Wherever the AOS has strong links with the local Church, it tends to prosper. The necessity of a strong link between AOS and the Church was thus emphasized.
We must become truly aware of fishing issues. International Treaties of the U.S., as well as ILO and FAO activities, must be studied. We must endeavor to make our voices heard when these discussions take place. International conventions must be supported and promoted by every possible means.
The fishing industry in our region is being decimated by pollution and by tourism. The general practices in petroleum exploration, shipping and the cruise industry pose a large threat to ecology and to the fishing industry. We must help to diversify the fishing community into other economic sectors of the maritime community and of the larger community, for example eco-tourism.
This problem must be taken very seriously by the “AOS International Fishing Committee” as the negative effects on the lives of ordinary people are grave.
AOS encourages fishermen training which emphasizes the improvement of fishing methods and fish handling so as to improve the quality and market price of the product.
The work being done by the Progreso Stella Maris Center was of great interest and particularly appreciated, its commitment to the families of fishers and its engagement in community development is noteworthy.
This region of the world is the most active in the cruise industry. It brings many benefits, yet many negative effects as well. We must call upon the Cruise Ship Priests and local AOS Chaplains to work cooperatively together.
We have been informed by our members from the USA about a possible change in regulations related to seafarer penalty wages and pay deductions, which would affect foreign seafarers on cruise ships and their families. We are very concerned by this news.
Training and Formation
People do not understand the way international welfare works in the maritime world (the acronyms, etc…). There is a need for English courses both for the volunteers, the seafarers and fishers alike.
The point regarding avaibility of scholarships to the Houston school should be raised with ICMA so that AOS chaplains also can benefit from them through ICMA.
Fishing and seafaring communities depend a great deal upon women. They have a primordial role, they must be given formation and support.
Reports from each country:
Caribbean – We had no reports. As far as we know, the AOS in the Caribbean is non-existent. However, the Catholic Church has been asked to support new initiatives to start maritime ministry there. In principle we recommend that initiatives, especially if they are truly ecumenical, be encouraged.
Canada – Currently restructuring to much success.
USA – Big success in AOS USA Cruise Ship Priest Program.

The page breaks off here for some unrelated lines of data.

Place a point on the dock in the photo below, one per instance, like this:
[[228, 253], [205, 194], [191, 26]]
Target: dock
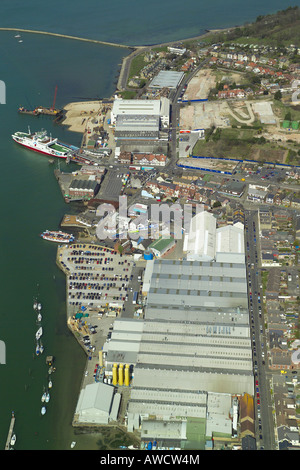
[[10, 431], [57, 113]]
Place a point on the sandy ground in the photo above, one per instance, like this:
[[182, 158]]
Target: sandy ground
[[79, 115], [204, 115], [200, 85]]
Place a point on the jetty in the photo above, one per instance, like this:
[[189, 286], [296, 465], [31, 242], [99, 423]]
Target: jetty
[[66, 36], [10, 431]]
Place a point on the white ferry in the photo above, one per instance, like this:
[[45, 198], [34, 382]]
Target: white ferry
[[57, 236], [42, 143]]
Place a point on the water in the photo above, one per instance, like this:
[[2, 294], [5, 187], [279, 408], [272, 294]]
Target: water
[[30, 197], [134, 22]]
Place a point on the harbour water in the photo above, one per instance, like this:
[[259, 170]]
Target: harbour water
[[30, 197]]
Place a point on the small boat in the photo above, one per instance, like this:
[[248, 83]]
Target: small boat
[[39, 333]]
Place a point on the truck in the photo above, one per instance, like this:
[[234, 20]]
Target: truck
[[134, 299]]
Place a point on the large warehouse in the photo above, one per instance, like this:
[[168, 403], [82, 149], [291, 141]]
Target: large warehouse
[[194, 343], [143, 108], [205, 242]]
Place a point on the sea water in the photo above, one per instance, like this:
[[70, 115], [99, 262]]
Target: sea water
[[31, 200]]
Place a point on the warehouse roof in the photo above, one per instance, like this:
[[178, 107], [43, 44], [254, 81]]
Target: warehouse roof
[[167, 79]]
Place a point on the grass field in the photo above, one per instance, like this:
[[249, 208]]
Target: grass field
[[241, 144]]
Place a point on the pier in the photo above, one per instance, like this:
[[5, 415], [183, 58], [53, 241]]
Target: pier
[[10, 431], [66, 36]]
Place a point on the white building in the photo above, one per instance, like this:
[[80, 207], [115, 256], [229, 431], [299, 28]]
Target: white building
[[230, 244], [204, 242], [97, 404], [199, 241], [143, 108]]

Mexico-Progeso – Community based AOS Center is very successful. Excellent interaction between many facets of the community (government, business, university, adult education, religious, etc.). This should be considered a model in many ways.
There have been some initiatives to extend AOS into rest of the country (Mexico) but to little success thus far.
Goals for AOS in North America and the Caribbean:
Challenges for AOS in North America and the Caribbean:
We wish to commend and thank AOS Mexico, its National Director and its devoted team of pastoral agents and volunteers for a very good conference and for the superb organization and welcome they gave us.